And don't forget the sun: ultraviolet rays kill microbes. If you live in southern latitudes, you will want to apply before 10 am or after 3 pm, when UV rays are weakest, even on a cloudy day. There is no microbial sun block lotion. It can take 15 to 30 minutes for bacteria or fungal hyphae to attach themselves to a leaf (where they can get some protection) ---far too long a period to be exposed to the sun's rays. Alternatively, spray with a drop diameter of at least 1 millimeter; with that much water, bacteria can develop enough slime to establish themselves before the water even evaporates. UV rays can also negatively affect the microbiology in soil drenches, but you can be a bit more relaxed a bit out the timing of these since the microbes sink into the soil and leaf duff layer almost immediately. 
Remember, you are dealing with living organisms here. The microbes you carefully cultivated and nurtured in your tea are very much alive and require gentle treatment. Sprayers must not exceed pressures of 70 pounds, and the velocity of the spray should be slow. Either stand back or turn the spray head up, so that the tea drops "parachute" down to the surfaces to be covered; there should be no forceful "splatting" of the tea onto the soil or lawn or plants, as this is what will sometimes kill the plant, not the pressure of the tank. Electrostatic sprayers, incidentally, may destroy microbes by putting the wrong charge on them, so test the tea from such a sprayer before using one. 
It is possible to use a hand pump sprayer if you strain your tea, but you must take care not to strain the microbes out. The mesh of any "compost sock" should be at least 400 micrometers, which is big enough to let fungi and nematodes flow through but will keep out particulate matter that will clog conventional sprayers.
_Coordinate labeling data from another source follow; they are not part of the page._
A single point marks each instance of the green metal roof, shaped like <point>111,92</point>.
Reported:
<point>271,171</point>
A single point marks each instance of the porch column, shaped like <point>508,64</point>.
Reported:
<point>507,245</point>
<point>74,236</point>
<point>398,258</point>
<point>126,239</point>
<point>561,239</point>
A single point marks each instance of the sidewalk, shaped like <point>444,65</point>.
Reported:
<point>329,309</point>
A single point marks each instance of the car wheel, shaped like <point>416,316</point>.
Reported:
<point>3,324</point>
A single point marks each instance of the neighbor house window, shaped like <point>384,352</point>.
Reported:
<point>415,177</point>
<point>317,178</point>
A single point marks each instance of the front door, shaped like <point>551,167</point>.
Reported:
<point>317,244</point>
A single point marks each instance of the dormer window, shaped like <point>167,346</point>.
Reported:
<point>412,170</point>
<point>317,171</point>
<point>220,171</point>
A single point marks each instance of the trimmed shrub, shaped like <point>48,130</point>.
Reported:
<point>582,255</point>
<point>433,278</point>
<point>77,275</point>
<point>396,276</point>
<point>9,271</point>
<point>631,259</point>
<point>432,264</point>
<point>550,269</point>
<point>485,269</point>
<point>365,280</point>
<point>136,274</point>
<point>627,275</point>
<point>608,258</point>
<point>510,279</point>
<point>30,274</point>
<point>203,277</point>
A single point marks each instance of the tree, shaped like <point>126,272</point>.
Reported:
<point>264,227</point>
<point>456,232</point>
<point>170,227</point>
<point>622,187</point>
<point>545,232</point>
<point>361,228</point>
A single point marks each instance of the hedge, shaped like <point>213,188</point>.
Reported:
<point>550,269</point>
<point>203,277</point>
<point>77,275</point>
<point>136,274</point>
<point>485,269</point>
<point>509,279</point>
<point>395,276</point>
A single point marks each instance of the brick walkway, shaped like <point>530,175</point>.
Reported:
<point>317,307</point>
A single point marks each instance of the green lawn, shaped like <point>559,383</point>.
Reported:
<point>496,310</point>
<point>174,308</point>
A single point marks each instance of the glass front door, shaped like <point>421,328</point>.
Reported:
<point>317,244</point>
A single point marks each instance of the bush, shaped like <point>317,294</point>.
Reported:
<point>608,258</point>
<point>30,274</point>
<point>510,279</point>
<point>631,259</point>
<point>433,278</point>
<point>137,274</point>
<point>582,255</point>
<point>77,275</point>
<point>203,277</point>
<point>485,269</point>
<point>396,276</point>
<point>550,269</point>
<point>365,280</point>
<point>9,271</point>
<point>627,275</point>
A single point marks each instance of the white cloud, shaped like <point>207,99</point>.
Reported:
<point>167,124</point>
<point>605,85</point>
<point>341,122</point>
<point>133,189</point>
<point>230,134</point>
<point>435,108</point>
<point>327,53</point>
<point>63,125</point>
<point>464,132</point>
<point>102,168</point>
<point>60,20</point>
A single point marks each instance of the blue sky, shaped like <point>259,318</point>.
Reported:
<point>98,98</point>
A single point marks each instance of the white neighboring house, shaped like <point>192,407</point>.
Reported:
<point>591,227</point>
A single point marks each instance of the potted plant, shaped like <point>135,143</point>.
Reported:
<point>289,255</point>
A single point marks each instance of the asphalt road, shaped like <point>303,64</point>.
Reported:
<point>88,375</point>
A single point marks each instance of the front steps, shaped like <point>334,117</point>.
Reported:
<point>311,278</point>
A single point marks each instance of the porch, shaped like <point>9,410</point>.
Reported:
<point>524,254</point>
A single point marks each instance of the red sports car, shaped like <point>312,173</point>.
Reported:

Alternatively, you can decant a tea solution by letting it sit for 15 minutes after the aeration is stopped. This gets rid of a lot of the bits and pieces; the bad news is that often the amount of fungi in the ea is diminished.
You will be better off if you invest in a concrete sprayer, only with fewer bends, larger orifices, and nozzles that support bigger particles. For prices and availability, check with your local builders supply store, concrete contractor, concrete supply store, or sand and gravel company. A gasoline backpack mist sprayer is also appropriate, especially for a large yard. A great way to do a lawn is to use a traveling sprinkler with a fertilizer dispenser feeding tea into the water stream.
Whether sprayed or poured, the microbes in the tea will establish themselves, grow, breed, attract predators, eat and be eaten, or go dormant. They create protective barriers around the roots and release nutrients when they die. They create and improve soil structure. They make protective barriers on leaves and compete with bad guys there as well. 
Compost teas go to work immediately, and for this reason it is important that the tea applied be a good one, full of beneficial organisms, not diseases or pathogens. There is little room or tolerance for a poorly made tea. If you are not up to the job yourself, you can purchase AACTs from an ever-growing number of commercial nurseries and garden center; some companies not only make but will apply compost teas for you. In either case, it is still advisable to ask for test to see how the tea measures up and, of course, don't be afraid to give commercially made teas the smell test before buying or applying them. They may have started out fine but hone anaerobic before sale. 
you can apply AACTs as often as you like, but how often you need to apply them (especially if you are paying for them) depends, as you can imagine, on the status of the soil food web organisms in the areas concerned. First-timers should get a base reading on microbiology and arthropod counts before "taking up" this very effective tool. As your soil food web becomes healthier, you'll need to apply tea less often. Thus, if your yard has had applications of chemical fertilizers for years, you should put down compost tea every other week for 3 months to establish a healthy soil food web population. Then you can start applying tea once every month for a season and finally three times a year. 
How much compost tea should you apply in any given session? For two years one of us used about 60 gallons a week on a quarter-acre lot with positive results. The general rule, however, is to apply five gallons of compost tea per acre as a soil drench, ten gallons if you are going to spray leaves as well. It is fine to dilute the tea: just make sure there were five gallons when you started. When you are more experienced, you can match the amount of tea you apply with soil test and tea test to achieve specific fungal or bacterial ratios. 


*Timing*

When it comes to out competing disease organisms in the soil or phyllosphere, fungally dominated teas have been used to prevent and suppress the growth of powdery mildew _(Erysiphe graminis _on turf, _Phytophthora _spp. on rhododendrons_)_, downy mildew (_Sclerophthora _spp.), take-all (_Gaeumannomyces _spp.), gray snow mold (_Typhula _spp.), pink snow mold (_Microdochium _spp.), rusts (_Puccinia _spp.), and fairly rings (all sorts of fungi).
Bacterially dominated teas have been useful in out competing pathogens in mild cases of dollar spot, necrotic ring spot, yellow patch, leaf spots, pink patch, and stripe smut. Insects too succumb to the effects of compost teas, specifically weevils, grubs, cut-worms, and chafers; several reports attest to negative impacts on whiteflies, fire ants, and scale. 
At the first sign of disease or insect infestations on any of your plants, apply teas and repeat in five to seven days...you should also apply teas in advance to prevent breakouts. 
Compost teas are a veritable liquid soil food web. Instead of lugging around wheelbarrows of compost, consider compost teas, a concentration of the same microbiology. When you use them, you are really teaming with microbes. 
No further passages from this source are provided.